I actually like Odo in this one!
I’m gonna feel kinda weird complaining about Odo for awhile, even though my problem is pretty much entirely with the writers/showrunners, and it’s frankly down to Rene Auberjonois’s performance that I don’t dislike Odo a lot more.
(Between Auberjonois and Carol Spinney, this past Sunday was rough on my childhood memories, oof. May their memories be a blessing.)
Anyway. I really like that Odo’s past
as a collaborator is actually used for good in this episode. I also found his interjection during Keiko and Sisko’s scene kind of darkly hilarious — coming as it does while Sisko is trying to reassure her — and also poignant; Keiko has heard enough about Cardassians that she can’t be reassured, and Odo’s honest acknowledgment that there’s a good chance Miles is, indeed, being tortured, probably at least helps her to feel more like the situation is being taken seriously.
I also enjoyed Odo’s one-on-one with O’Brien in his cell. Hell, from Odo, that’s a relative pep talk. And O’Brien’s startled face when Odo mentions “innocent men, just like you” was a lovely touch. We haven’t really seen much one-on-one interaction between Odo and O’Brien before this, now that I think about it, but O’Brien clearly knows him well enough to be surprised, and perhaps even a little touched, that Odo would take him at his word when he says he’s innocent.
“You don’t know how many times Miles spoke to me about this.”
The scene with Keiko talking to Sisko and Odo back on the station was brutal — I actually thought that this episode’s use of Rosalind Chao is really great overall. Of course one of the interesting things about bringing O’Brien over to DS9 from TNG was that we get much more development for him, but I haven’t talked as much about how we get more development for Keiko, as well. She’s never really fleshed out the way that main characters are, or even the top tier of secondary characters, but she does get more time than on TNG, and a bit more to do.
The way the O’Briens’ marriage is written can frequently be a bit…odd, let’s say, with some of their conversations seeming really clunky or unnatural, but in general, I do feel like it’s better on DS9 than on TNG, which goes hand-in-hand with both of them getting more depth as characters. To be fair, a lot of that may also be the performances — Chao and Meaney are really solid together, and can bring an element of realism to the weaker writing for them.
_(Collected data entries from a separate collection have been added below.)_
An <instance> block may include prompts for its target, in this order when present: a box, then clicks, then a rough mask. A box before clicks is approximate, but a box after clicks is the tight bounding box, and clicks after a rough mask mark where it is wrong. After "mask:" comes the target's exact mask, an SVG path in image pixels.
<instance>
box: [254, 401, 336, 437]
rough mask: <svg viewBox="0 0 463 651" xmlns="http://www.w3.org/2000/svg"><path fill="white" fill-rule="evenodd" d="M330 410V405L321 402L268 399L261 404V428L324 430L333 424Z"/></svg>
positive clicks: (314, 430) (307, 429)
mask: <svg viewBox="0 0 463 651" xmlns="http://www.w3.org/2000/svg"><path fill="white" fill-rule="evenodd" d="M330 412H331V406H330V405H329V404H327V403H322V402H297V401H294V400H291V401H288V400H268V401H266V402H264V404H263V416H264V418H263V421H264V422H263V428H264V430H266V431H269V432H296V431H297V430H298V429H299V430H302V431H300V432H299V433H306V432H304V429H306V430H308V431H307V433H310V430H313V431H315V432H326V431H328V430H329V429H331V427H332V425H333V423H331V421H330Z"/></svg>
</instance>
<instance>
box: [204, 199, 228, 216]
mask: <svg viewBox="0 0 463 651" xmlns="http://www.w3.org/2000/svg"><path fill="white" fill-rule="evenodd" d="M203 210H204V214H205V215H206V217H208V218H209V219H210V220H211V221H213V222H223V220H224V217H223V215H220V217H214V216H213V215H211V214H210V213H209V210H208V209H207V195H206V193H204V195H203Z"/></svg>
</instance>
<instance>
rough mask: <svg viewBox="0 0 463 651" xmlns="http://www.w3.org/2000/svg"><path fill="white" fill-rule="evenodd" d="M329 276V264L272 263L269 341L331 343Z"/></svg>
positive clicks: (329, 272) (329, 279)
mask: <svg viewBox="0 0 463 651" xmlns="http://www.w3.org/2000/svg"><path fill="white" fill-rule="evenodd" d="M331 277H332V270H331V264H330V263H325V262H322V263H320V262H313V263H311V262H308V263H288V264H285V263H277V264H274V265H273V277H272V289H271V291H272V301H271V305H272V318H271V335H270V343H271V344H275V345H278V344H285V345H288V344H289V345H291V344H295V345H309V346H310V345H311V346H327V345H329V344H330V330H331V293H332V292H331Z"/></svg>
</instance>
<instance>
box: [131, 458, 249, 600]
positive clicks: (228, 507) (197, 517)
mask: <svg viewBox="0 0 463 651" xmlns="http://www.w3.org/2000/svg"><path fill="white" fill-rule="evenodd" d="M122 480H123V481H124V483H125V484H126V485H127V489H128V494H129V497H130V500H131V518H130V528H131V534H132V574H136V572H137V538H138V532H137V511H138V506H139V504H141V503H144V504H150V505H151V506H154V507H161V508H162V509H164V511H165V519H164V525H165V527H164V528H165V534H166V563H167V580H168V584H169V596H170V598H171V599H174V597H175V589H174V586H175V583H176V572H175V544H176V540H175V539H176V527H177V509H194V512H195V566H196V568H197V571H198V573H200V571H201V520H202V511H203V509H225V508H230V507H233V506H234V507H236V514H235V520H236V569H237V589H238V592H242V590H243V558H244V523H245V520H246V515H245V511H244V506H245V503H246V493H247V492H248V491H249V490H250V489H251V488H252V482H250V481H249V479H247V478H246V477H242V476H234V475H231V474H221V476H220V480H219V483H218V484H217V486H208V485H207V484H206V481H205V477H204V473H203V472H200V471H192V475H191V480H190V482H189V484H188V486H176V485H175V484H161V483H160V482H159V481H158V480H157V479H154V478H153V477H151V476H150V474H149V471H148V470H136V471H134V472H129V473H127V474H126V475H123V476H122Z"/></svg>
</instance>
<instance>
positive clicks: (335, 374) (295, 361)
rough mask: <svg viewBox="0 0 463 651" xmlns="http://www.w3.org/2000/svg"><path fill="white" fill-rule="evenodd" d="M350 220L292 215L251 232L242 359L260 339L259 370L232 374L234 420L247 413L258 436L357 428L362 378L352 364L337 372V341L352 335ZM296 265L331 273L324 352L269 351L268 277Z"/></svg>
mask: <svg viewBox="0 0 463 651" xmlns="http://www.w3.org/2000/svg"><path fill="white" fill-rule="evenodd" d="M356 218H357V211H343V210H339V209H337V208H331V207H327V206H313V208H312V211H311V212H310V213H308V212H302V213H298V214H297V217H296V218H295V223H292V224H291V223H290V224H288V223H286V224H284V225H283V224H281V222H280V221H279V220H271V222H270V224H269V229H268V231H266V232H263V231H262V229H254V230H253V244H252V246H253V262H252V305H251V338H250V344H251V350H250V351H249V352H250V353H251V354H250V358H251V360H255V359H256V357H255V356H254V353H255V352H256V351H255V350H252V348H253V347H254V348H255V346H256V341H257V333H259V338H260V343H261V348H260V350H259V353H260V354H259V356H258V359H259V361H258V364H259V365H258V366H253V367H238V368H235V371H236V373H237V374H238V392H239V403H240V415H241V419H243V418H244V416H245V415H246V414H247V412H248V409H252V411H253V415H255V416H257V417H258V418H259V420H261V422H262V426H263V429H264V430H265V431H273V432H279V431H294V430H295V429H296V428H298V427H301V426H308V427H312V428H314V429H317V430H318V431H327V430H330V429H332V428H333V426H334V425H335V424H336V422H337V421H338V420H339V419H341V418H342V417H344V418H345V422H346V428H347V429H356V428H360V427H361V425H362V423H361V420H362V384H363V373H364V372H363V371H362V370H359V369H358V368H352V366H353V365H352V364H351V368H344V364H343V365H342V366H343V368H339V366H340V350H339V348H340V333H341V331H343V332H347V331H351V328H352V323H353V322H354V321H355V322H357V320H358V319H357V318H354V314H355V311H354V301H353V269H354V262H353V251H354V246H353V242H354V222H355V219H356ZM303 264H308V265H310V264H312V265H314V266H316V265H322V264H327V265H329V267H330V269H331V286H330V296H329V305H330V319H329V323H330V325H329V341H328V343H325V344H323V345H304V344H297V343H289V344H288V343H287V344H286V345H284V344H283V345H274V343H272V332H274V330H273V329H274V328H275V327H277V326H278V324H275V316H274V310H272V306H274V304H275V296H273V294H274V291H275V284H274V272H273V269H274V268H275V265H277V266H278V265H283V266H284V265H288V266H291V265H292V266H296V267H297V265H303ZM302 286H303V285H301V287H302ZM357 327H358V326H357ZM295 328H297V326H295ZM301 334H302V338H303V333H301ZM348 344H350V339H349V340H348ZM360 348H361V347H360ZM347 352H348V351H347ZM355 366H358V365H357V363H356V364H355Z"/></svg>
- Keiko and Miles’s horniness for each other is something I generally just find really enjoyable? Like I said, their marriage isn’t always written particularly well, but those moments are totally believable and sweet.
- I feel like Dukat deserves an honorable mention, since he isn’t even in this episode and yet his horniness for Sisko is such that he talks about his Starfleet boyfriend to people in entirely different branches of the Cardassian government.
- Possibly I need an honorable mention too, since one of my first notes for this episode is that O’Brien’s blue shirt is rather flattering and does very nice things for his eyes.